Processo N° 0003876-37.2016.4.01.4300 - 4ª VARA - PALMAS

Nº de registro e-CVD 00054.2019.00044300.2.00743/00128

Desse modo, a falsidade ideológica de tal instrumento é patente.

Por sua vez, a autoria é inconteste e recai sobre o acusado

XXXXXXXXXXXXXXXXXXX, o qual, na condição de advogado, dolosamente, apresentou a

procuração de fl. 149 ao Juízo da 1ª Vara Federal da Seção Judiciária do Tocantins, com o intuito

de realizar a cessão dos TDAs, ciente que não tinha autorização dos legítimos destinatários.

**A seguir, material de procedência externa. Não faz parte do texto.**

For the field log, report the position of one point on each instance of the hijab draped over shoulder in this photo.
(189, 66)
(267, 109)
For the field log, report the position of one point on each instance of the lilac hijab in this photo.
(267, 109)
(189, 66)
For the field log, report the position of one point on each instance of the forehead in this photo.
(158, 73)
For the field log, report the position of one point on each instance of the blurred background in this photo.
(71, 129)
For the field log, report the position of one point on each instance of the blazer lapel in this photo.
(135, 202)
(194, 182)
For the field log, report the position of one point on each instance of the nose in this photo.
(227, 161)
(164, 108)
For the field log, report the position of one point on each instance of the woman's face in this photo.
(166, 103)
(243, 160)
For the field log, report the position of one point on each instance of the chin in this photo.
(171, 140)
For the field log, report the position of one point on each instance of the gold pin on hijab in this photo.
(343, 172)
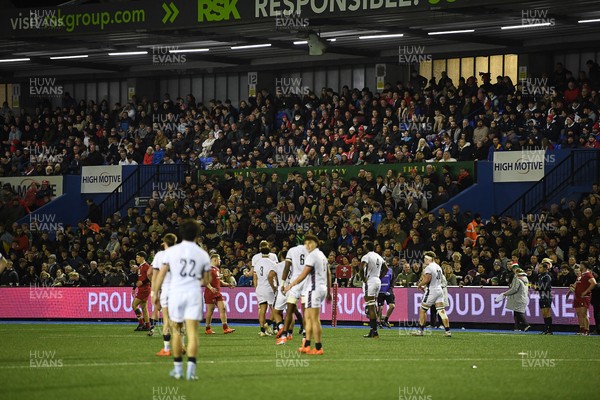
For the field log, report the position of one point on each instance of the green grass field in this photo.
(113, 362)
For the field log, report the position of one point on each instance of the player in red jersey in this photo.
(143, 292)
(583, 289)
(213, 297)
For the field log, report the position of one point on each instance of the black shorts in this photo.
(545, 302)
(389, 298)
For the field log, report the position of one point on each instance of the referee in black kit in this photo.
(544, 288)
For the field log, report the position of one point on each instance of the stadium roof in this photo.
(175, 24)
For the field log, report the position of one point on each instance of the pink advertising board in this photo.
(466, 304)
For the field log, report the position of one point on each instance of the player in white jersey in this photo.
(316, 289)
(373, 268)
(279, 302)
(431, 283)
(264, 292)
(3, 263)
(188, 264)
(294, 265)
(258, 256)
(168, 240)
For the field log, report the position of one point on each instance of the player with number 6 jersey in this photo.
(317, 288)
(431, 283)
(294, 264)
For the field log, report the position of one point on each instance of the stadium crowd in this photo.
(418, 121)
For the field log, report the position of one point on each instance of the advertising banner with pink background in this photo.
(475, 305)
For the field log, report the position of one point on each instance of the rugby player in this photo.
(213, 297)
(188, 264)
(143, 292)
(316, 290)
(431, 284)
(373, 268)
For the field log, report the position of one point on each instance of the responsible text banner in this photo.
(519, 166)
(103, 179)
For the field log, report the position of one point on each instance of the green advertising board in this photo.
(149, 15)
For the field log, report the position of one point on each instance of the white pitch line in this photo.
(357, 360)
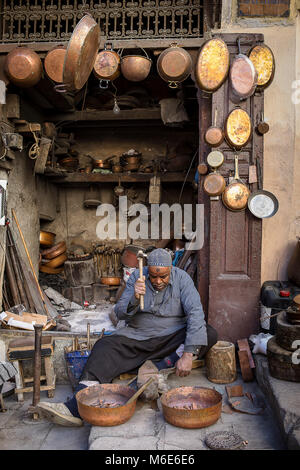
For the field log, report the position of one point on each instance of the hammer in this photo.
(140, 256)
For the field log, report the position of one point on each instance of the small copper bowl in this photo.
(192, 407)
(88, 398)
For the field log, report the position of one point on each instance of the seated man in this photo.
(172, 316)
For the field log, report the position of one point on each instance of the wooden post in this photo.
(221, 363)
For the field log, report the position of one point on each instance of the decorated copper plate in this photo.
(263, 60)
(238, 128)
(212, 65)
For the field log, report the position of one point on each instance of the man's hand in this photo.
(184, 365)
(139, 288)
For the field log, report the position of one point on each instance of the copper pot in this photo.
(110, 281)
(58, 261)
(54, 63)
(54, 251)
(106, 165)
(212, 65)
(136, 68)
(46, 238)
(192, 407)
(107, 65)
(88, 398)
(117, 169)
(174, 65)
(81, 53)
(238, 128)
(236, 194)
(23, 67)
(47, 270)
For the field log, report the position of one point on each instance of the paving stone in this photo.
(60, 438)
(24, 437)
(125, 443)
(142, 423)
(283, 396)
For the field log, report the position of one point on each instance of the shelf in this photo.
(95, 115)
(78, 179)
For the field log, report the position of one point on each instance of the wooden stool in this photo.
(22, 349)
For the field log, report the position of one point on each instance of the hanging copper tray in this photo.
(212, 65)
(238, 128)
(54, 63)
(81, 53)
(263, 60)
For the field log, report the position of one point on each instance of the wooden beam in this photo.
(121, 43)
(91, 178)
(125, 114)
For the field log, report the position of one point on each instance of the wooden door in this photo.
(229, 268)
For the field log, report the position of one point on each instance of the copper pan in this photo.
(107, 65)
(214, 135)
(118, 403)
(192, 407)
(110, 281)
(23, 67)
(136, 68)
(238, 128)
(54, 63)
(54, 251)
(81, 53)
(236, 194)
(212, 65)
(46, 238)
(174, 65)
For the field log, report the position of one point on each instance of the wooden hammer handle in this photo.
(141, 265)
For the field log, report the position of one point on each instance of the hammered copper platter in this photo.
(238, 128)
(263, 60)
(192, 407)
(212, 65)
(81, 53)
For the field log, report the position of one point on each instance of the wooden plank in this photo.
(125, 114)
(85, 178)
(121, 43)
(246, 370)
(13, 106)
(244, 346)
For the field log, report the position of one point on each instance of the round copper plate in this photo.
(23, 67)
(192, 407)
(243, 77)
(81, 53)
(212, 65)
(263, 60)
(54, 63)
(174, 64)
(214, 184)
(107, 65)
(89, 399)
(238, 128)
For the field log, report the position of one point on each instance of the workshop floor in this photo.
(19, 432)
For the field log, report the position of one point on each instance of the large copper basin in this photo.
(192, 407)
(89, 398)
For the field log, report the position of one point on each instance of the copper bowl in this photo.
(54, 251)
(104, 164)
(46, 238)
(88, 398)
(192, 407)
(58, 261)
(110, 281)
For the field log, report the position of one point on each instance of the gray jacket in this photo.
(175, 307)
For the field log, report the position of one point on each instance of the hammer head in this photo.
(141, 254)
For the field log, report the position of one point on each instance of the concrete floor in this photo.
(146, 430)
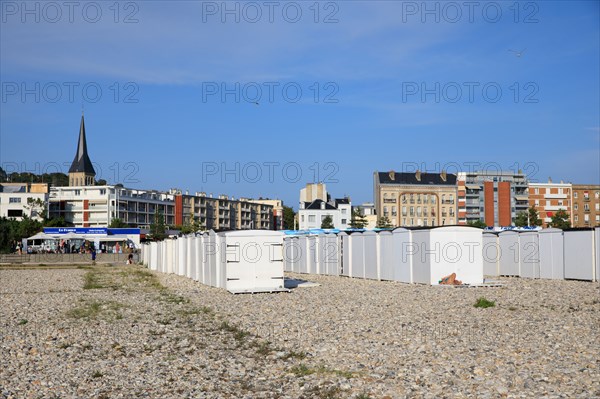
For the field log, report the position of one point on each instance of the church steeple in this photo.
(81, 172)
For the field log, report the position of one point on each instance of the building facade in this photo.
(367, 209)
(492, 197)
(312, 214)
(548, 198)
(316, 204)
(225, 213)
(586, 205)
(85, 205)
(15, 197)
(97, 206)
(416, 199)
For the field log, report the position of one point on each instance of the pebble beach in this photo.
(127, 332)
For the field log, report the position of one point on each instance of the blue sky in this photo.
(383, 85)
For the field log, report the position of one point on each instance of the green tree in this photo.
(190, 226)
(288, 218)
(158, 230)
(358, 220)
(560, 220)
(384, 223)
(327, 223)
(117, 223)
(477, 223)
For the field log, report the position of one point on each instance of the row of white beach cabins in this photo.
(255, 260)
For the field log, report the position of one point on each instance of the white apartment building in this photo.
(14, 200)
(319, 205)
(96, 206)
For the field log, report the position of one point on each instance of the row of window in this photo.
(586, 218)
(312, 218)
(418, 198)
(417, 211)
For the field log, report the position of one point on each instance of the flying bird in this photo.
(518, 54)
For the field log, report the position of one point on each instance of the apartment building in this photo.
(96, 206)
(586, 205)
(550, 197)
(495, 197)
(416, 199)
(14, 199)
(316, 204)
(225, 213)
(86, 205)
(367, 209)
(277, 213)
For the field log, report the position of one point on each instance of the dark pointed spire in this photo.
(82, 162)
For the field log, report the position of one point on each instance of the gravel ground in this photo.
(124, 332)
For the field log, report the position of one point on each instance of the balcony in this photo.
(554, 207)
(555, 196)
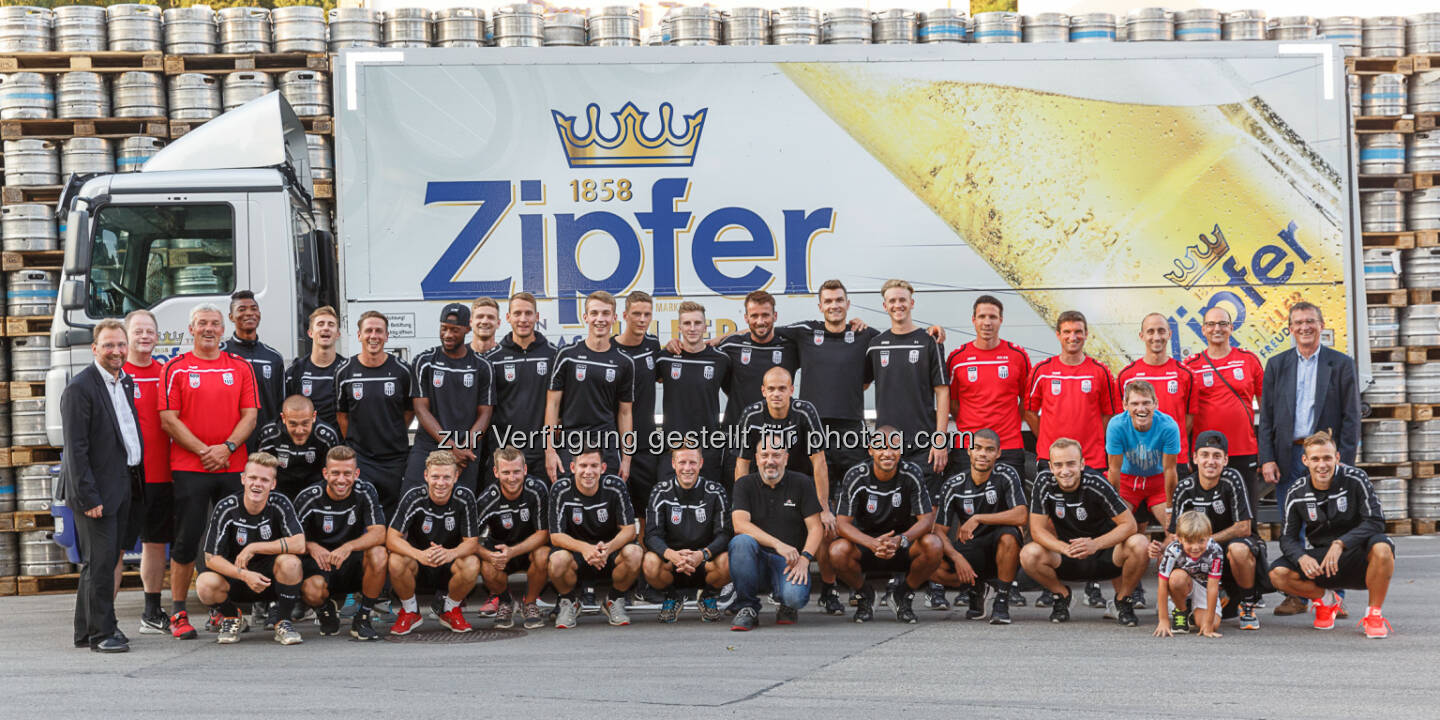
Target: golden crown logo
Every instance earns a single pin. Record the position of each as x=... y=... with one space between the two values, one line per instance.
x=630 y=146
x=1198 y=259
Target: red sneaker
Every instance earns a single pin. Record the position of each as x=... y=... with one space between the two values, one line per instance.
x=490 y=608
x=455 y=619
x=180 y=627
x=1325 y=614
x=405 y=622
x=1375 y=625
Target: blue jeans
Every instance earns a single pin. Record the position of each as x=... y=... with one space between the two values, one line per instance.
x=755 y=569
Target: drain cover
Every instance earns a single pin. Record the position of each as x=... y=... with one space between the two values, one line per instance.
x=442 y=635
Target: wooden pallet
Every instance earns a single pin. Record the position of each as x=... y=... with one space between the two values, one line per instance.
x=1371 y=124
x=246 y=62
x=36 y=455
x=41 y=193
x=1400 y=241
x=88 y=127
x=82 y=61
x=1387 y=470
x=28 y=326
x=1387 y=182
x=1387 y=412
x=1384 y=298
x=26 y=520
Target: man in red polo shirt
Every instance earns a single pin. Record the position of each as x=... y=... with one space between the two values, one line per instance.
x=157 y=529
x=1072 y=395
x=1174 y=383
x=209 y=411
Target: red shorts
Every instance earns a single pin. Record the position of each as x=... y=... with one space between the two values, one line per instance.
x=1142 y=493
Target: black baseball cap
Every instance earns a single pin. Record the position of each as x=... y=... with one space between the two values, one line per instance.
x=1213 y=439
x=455 y=314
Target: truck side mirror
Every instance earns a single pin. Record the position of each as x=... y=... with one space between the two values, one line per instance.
x=77 y=254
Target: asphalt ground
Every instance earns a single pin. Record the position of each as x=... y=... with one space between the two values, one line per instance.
x=822 y=667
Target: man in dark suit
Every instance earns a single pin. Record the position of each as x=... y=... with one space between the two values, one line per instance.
x=1306 y=389
x=101 y=481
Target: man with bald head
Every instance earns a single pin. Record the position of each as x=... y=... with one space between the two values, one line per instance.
x=300 y=441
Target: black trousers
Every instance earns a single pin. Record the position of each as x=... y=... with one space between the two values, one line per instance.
x=100 y=546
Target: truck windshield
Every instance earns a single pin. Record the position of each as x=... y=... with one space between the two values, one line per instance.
x=144 y=254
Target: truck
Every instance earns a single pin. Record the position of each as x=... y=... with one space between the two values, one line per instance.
x=1113 y=179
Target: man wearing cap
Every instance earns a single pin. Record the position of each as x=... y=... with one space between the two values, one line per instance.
x=452 y=399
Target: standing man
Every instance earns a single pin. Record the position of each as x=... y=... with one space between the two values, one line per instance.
x=484 y=321
x=268 y=366
x=644 y=352
x=1227 y=385
x=1308 y=389
x=1172 y=382
x=591 y=396
x=300 y=442
x=159 y=526
x=452 y=398
x=209 y=411
x=520 y=366
x=314 y=375
x=776 y=534
x=102 y=481
x=884 y=526
x=988 y=380
x=373 y=409
x=693 y=379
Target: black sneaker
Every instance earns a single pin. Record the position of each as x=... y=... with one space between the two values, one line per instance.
x=745 y=619
x=1059 y=608
x=360 y=628
x=1000 y=609
x=329 y=618
x=1015 y=598
x=866 y=605
x=975 y=599
x=1125 y=612
x=905 y=605
x=1092 y=595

De toda forma, é sabido que o instituto da consunção se faz aplicável quando o

delito inicial consubstancia apenas uma etapa para a consecução do delito almejado, à luz do plano

geral do autor, justificando-se a responsabilização do agente apenas pelo crime consuntivo final,

seja pela menor gravidade, não exigida por um juízo meramente dogmático, seja pela localização

do crime-meio no desdobramento causal da conduta do crime fim, como foi o caso dos autos. Assim,

à incidência de tal mecanismo é fundamental que haja um nexo de dependência entre as condutas

perpetradas, para que sobre elas se possa estabelecer um juízo de absorção da conduta meio

(crime de uso de documentos falsos) pela conduta fim (fraude à licitação).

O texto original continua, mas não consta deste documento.